Je ne saurais dire ce que j’attends de la littérature si ce n’est que quand je me plonge dans un roman, j’aime être absorbée, comme happée par un courant, ne plus pouvoir faire autrement que de le lire. Quand je lis, quand j’écoute de la musique ou regarde des tableaux, ce que j’attends c’est d’être émue. Oui, on peut dire que j’attends de la littérature qu’elle m’émeuve, qu’elle m’emporte quelque part, me fasse voyager. Mais je constate que les textes qui me touchent sont souvent des histoires vraies et qui dénoncent des choses.
Et la langue, quelle place tient-elle ?
Une place importante bien sûr. Je suis sensible aux beaux enchainements de mots et de phrases. En l’occurrence, Richard Powers est assez fort, c’est plein de trouvailles, de choses magnifiques.
Tu m’as dit avoir hésité avec un texte d’Éluard pour cette lecture….
J’ai une culture littéraire assez hétérogène et lacunaire mais j’ai beaucoup étudié les poètes surréalistes et l’écriture automatique. Il y a dans cette façon de délivrer l’inconscient quelque chose qui me parle beaucoup. C’est ce que j’essaie de faire dans mon écriture.
Est-ce ainsi que tu as écrit NORD ?
Oui. J’ai essayé de livrer ce que j’avais en moi de plus instinctif, d’écrire de manière presque animale, de me libérer de tout ce que j’ai pu lire, voir. Et cela passe par l’écriture automatique et une contrainte. Par exemple je me laisse dix minutes pour écrire tout ce qui me passe par la tête sans lever le crayon. Ça donne des choses absurdes, un peu folles. J’en garde un extrait en essayant de tirer un fil plus consciemment.
Comment ? Par le fond ou par la forme ?
J’essaie de m’appuyer sur le son de chaque syllabe et de chaque mot. Jusque-là, je ne me pose pas la question du sens. Mais lorsque j’ai disons, une page, je m’interroge : « De quoi j’ai voulu parler ? » Et là je remodèle mes couplets pour donner vraiment une consistance.
Et comment s’installe l’équilibre entre écriture et musique ?
Parfois, j’écris le texte d’abord puis je le mets en musique. Mais la plupart du temps, les deux arrivent ensemble. J’évoquais la musique des mots et des syllabes : en même temps que je place ces mots les uns à la suite des autres comme un puzzle, j’ai souvent une mélodie qui vient. Je suis le fil de cette mélodie et je place des accords dessus. Il arrive aussi que j’ai des accords en premier. Alors je me demande quel mot je peux mettre dessus. Mais il faut tout de suite que ça marche sinon je mets à la poubelle. Après, une fois que j’ai figé le texte, je n’y touche plus.

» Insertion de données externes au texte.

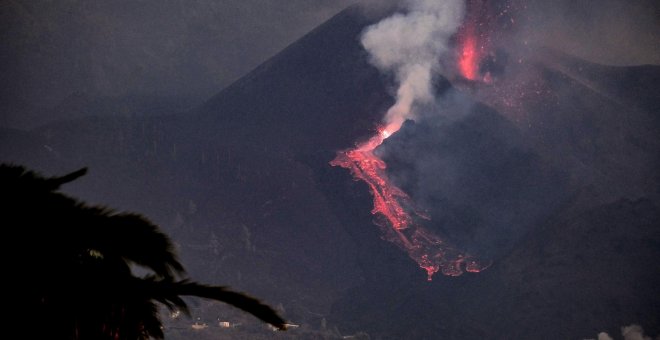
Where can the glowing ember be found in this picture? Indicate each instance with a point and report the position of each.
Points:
(469, 58)
(392, 206)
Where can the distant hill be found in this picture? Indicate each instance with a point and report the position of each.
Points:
(561, 191)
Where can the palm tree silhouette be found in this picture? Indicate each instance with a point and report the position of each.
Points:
(72, 274)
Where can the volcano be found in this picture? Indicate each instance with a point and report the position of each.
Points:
(550, 170)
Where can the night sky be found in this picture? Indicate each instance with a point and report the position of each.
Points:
(526, 136)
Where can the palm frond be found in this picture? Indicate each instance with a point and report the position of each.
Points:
(171, 290)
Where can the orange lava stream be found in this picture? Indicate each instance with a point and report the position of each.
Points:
(469, 57)
(392, 206)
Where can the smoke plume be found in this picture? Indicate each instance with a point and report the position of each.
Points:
(409, 46)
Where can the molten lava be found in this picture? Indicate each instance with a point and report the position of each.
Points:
(392, 207)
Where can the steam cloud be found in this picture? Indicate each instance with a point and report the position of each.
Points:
(409, 45)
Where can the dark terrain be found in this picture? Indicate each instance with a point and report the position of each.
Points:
(561, 192)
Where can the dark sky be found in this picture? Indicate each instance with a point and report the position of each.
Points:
(181, 48)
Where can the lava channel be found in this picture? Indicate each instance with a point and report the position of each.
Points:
(395, 213)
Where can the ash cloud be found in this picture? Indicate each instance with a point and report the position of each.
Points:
(409, 45)
(474, 173)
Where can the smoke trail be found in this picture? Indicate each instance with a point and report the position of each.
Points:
(410, 46)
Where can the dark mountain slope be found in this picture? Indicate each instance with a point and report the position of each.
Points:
(566, 183)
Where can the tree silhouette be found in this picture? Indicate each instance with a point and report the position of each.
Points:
(71, 270)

Si tu devais résumer NORD ?
L’album parle de fuite, de migration, de voyage, de marche… En fait, j’ai réalisé que je parlais de l’histoire de ma famille qui a dû migrer du Sud vers le Nord. D’où le titre.

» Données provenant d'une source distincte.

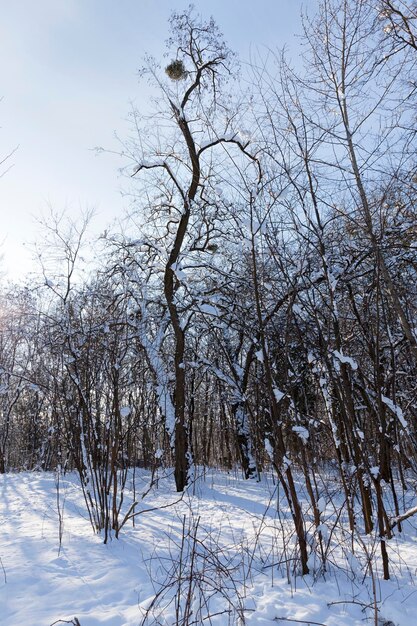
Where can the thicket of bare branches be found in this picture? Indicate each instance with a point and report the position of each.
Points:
(260, 309)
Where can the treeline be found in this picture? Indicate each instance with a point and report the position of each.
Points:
(260, 307)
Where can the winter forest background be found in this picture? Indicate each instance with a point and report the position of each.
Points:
(258, 309)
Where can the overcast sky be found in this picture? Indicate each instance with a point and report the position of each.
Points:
(68, 72)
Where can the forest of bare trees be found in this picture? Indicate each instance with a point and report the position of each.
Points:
(259, 307)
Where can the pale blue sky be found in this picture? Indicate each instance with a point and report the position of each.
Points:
(68, 71)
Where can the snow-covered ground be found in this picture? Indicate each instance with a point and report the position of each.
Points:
(227, 531)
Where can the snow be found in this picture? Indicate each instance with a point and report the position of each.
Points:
(395, 409)
(345, 359)
(235, 529)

As-tu déjà exploré d’autres formes d’écriture que la chanson ?
J’écris des choses pour moi de temps en temps. Autour de cet album par exemple, j’ai écrit d’autres textes pour pouvoir construire le fil, pour pouvoir trouver ce que je voulais raconter. Ces chansons, ce sont des synthèses, autour d’elles j’essaie d’écrire des choses plus longues que je garde pour moi mais qui me permettent de comprendre ce que j’ai voulu faire. Et cela m’a fait réaliser que j’aimerais bien écrire un peu plus. Des nouvelles par exemple, ça me plairait bien.

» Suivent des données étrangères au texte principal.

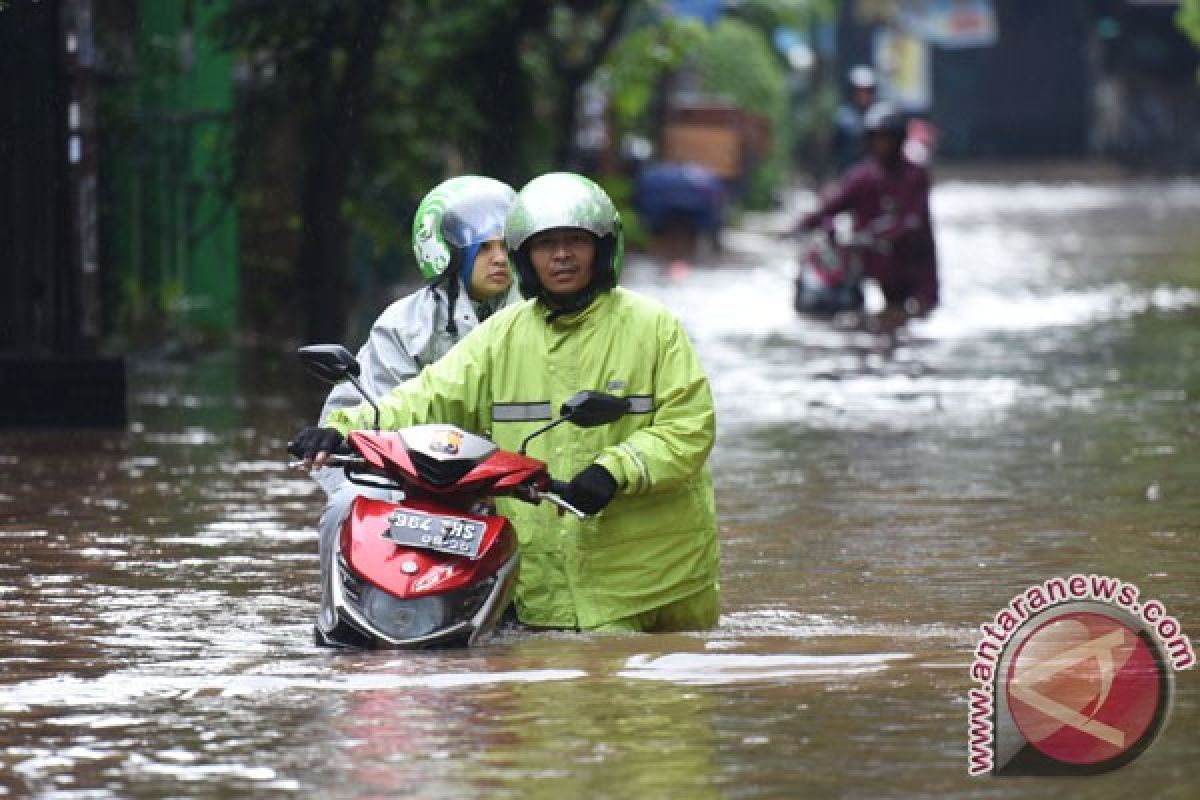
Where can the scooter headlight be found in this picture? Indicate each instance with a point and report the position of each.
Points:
(403, 619)
(418, 617)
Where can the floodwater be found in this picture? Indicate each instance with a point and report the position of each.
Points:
(881, 497)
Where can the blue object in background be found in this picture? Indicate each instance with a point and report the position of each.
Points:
(681, 192)
(707, 11)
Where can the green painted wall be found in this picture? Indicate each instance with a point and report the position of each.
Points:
(175, 227)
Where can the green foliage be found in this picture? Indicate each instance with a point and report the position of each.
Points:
(1188, 20)
(737, 61)
(641, 59)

Et tu as découpé ton album en 4 chapitres…
Chaque chanson est conçue comme un tableau, elle peut se suffire à elle-même. Mais encore une fois, il y a entre elles un lien qu’on peut qualifier de « littéraire ».
Ces chapitres portent le nom des saisons, pourquoi ?
J’avais envie de signifier le temps que cet album m’a pris. On en revient au temps… Il m’en a pris du temps et de la réflexion pour en arriver là. Et puis on en revient aussi au romantisme : j’ai créé cet album au fil des saisons, je me suis laissée inspirer par elles. Tout comme les saisons se suivent et ne se ressemblent pas, il y a dans cet album des choses plus lumineuses que d’autres.